This Earnings Number Is Keeping Tesla Short Sellers Up at Night
April 30, 2018
Jonas Elmerraji
Apr 30, 2018 2:48 PM EDT
On average, 19 analysts expect Tesla to lose $3.47 a share for the quarter, as huge costs from factory upgrades and production ramp-ups help obliterate revenue increases. But that’s not the earnings number that matters most for Tesla’s stock price this week.
Instead, that number is Model 3 production.
All year long, Tesla-watchers have been fixated on the company’s ability to scale up production of its mass market Model 3 sedan at its Fremont, Calif. factory. Some high-profile production misses have been the defining catalysts that have pressured shares lower in 2018.
And because Tesla is the most-shorted stock on the market right now, Wednesday’s earnings call might just be the most high-stakes event this earnings season.

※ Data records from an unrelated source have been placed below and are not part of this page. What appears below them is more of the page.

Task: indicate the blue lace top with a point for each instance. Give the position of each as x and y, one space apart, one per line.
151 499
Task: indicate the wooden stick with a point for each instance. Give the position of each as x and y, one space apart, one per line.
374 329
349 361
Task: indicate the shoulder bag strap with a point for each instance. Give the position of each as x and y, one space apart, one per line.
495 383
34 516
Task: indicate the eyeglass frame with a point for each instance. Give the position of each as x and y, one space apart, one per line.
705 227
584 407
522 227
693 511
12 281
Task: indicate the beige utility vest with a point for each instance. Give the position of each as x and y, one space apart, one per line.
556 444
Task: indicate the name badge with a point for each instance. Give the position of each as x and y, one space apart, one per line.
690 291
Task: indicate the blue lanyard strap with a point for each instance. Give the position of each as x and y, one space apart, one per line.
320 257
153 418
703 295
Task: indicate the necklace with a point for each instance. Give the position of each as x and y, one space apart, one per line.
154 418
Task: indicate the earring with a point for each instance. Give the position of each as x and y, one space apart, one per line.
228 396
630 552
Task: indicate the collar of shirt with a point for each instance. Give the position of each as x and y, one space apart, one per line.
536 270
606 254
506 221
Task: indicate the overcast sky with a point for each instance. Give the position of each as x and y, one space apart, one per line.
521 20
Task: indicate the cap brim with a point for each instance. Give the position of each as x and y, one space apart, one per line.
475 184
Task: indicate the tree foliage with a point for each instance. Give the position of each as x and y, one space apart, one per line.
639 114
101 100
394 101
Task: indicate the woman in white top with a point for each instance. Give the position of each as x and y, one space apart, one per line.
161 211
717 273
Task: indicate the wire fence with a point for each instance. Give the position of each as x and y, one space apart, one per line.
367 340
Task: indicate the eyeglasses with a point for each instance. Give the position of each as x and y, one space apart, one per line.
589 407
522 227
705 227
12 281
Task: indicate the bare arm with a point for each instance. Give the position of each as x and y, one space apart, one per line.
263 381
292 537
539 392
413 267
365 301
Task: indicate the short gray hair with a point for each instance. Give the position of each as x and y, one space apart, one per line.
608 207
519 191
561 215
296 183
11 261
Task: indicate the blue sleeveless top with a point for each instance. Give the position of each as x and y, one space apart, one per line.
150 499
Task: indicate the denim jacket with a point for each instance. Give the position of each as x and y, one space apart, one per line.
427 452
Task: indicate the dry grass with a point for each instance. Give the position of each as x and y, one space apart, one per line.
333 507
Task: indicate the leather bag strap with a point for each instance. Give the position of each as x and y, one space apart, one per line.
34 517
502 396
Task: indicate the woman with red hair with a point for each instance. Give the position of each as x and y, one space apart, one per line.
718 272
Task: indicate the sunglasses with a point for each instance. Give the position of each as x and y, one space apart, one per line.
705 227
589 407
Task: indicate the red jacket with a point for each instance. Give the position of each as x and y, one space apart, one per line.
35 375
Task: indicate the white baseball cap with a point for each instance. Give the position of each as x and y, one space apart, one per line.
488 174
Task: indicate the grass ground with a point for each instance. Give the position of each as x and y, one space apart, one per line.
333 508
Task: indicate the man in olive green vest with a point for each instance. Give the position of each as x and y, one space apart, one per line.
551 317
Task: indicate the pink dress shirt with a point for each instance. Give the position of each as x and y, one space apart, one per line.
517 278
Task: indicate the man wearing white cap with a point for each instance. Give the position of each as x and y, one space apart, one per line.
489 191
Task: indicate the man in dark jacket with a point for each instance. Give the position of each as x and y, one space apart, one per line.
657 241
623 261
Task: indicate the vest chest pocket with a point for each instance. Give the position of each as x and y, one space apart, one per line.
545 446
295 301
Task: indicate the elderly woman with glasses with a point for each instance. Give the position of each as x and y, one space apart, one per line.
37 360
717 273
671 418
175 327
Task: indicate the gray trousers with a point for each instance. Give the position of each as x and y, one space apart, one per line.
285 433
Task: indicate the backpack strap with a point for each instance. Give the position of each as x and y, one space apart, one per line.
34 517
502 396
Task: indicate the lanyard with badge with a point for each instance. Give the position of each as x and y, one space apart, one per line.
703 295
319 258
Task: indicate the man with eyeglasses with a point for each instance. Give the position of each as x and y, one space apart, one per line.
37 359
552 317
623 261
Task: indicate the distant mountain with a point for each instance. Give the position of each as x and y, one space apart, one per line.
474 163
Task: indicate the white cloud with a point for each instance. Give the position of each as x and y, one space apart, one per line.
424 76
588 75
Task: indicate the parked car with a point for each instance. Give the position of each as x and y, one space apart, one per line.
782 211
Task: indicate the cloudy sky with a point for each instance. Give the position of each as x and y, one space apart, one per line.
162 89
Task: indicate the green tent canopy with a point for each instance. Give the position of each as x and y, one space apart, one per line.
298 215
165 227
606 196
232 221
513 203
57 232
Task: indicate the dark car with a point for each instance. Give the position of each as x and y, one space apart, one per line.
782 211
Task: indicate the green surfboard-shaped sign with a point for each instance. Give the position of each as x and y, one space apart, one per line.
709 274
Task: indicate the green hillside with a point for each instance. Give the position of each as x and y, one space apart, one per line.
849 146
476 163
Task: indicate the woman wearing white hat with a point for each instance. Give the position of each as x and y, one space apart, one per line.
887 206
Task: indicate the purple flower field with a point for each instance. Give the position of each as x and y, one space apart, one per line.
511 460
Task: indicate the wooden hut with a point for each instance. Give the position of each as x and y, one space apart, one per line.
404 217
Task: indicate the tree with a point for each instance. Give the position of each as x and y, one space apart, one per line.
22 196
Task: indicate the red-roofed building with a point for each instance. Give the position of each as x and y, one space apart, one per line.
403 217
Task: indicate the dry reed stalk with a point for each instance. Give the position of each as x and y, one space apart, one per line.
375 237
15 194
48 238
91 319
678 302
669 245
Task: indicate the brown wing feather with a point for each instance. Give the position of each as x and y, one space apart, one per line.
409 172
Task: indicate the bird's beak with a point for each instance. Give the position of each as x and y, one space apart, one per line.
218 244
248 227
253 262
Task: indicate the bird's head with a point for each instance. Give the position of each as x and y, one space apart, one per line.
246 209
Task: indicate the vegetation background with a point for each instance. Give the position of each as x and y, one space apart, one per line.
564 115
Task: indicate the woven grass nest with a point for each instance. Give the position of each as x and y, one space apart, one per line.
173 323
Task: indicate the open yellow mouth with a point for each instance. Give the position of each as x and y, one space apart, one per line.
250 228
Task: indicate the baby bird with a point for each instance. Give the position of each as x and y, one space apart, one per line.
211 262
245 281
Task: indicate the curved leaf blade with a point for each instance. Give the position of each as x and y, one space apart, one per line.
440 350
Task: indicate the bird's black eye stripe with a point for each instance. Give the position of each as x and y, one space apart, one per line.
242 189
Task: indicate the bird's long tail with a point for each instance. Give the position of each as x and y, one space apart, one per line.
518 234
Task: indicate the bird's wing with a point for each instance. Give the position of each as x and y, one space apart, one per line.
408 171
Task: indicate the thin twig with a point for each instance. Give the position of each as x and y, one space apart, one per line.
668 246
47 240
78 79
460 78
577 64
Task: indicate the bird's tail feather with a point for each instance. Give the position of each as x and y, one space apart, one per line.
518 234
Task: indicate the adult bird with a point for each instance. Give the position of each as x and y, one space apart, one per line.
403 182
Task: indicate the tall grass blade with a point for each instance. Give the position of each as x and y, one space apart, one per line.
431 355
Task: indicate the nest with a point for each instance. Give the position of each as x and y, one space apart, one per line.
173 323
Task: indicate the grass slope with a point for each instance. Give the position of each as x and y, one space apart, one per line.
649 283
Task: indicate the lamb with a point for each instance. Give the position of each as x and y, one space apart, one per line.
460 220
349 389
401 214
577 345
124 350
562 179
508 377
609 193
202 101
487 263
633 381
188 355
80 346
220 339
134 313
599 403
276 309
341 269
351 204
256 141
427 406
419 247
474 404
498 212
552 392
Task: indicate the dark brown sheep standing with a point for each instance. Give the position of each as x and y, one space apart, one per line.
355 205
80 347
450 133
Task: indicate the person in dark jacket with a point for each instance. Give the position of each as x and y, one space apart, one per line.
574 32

The irony is that, from a practical standpoint, shifting Model 3’s production curve to the right doesn’t have a particularly direct impact on shorts’ selling thesis. Tesla isn’t going bankrupt because it gets to 3,000 units a week a couple months later than originally planned.
Regardless, that’s the metric that the market is watching the closest right now.
Likewise, as S3 Partners pointed out in a recent analyst note, the number of Tesla shares shorted has had a very high correlation with weekly Model 3 production numbers; simply put, shorts have been playing a game of financial brinksmanship with Elon Musk all year long. And earnings could help usher a conclusion to that back and forth, one way or another.
According to Bloomberg’s estimates for Model 3 production, Tesla is currently building approximately 2,323 units a week – with more than 22,000 Model 3s on the road at this point.
Meanwhile, a recently leaked internal email to Tesla employees from Elon Musk showed that the company is targeting 6,000 units a week of production in order to hit their end-of-Q2 target of 5,000 cars a week with a reasonable margin of safety.
Even though Tesla conspicuously missed production targets set early after the Model 3 launch, the firm has been tightening in on its goals more recently. Last quarter, for instance, Tesla’s goal was 2,500 units a week, a target missed by fewer than 500 vehicles.
The firm’s factory closures earlier this month in order to retool for faster production could have the side-effect of making it look like Tesla produced fewer vehicles in April than it’s capable of building today.
A combination of extreme short interest in Tesla and relatively tepid expectations make this a stock with significant volatility potential in the wake of Wednesday’s earnings release. The only question is which way that volatility unfolds. We’ll have our answer soon.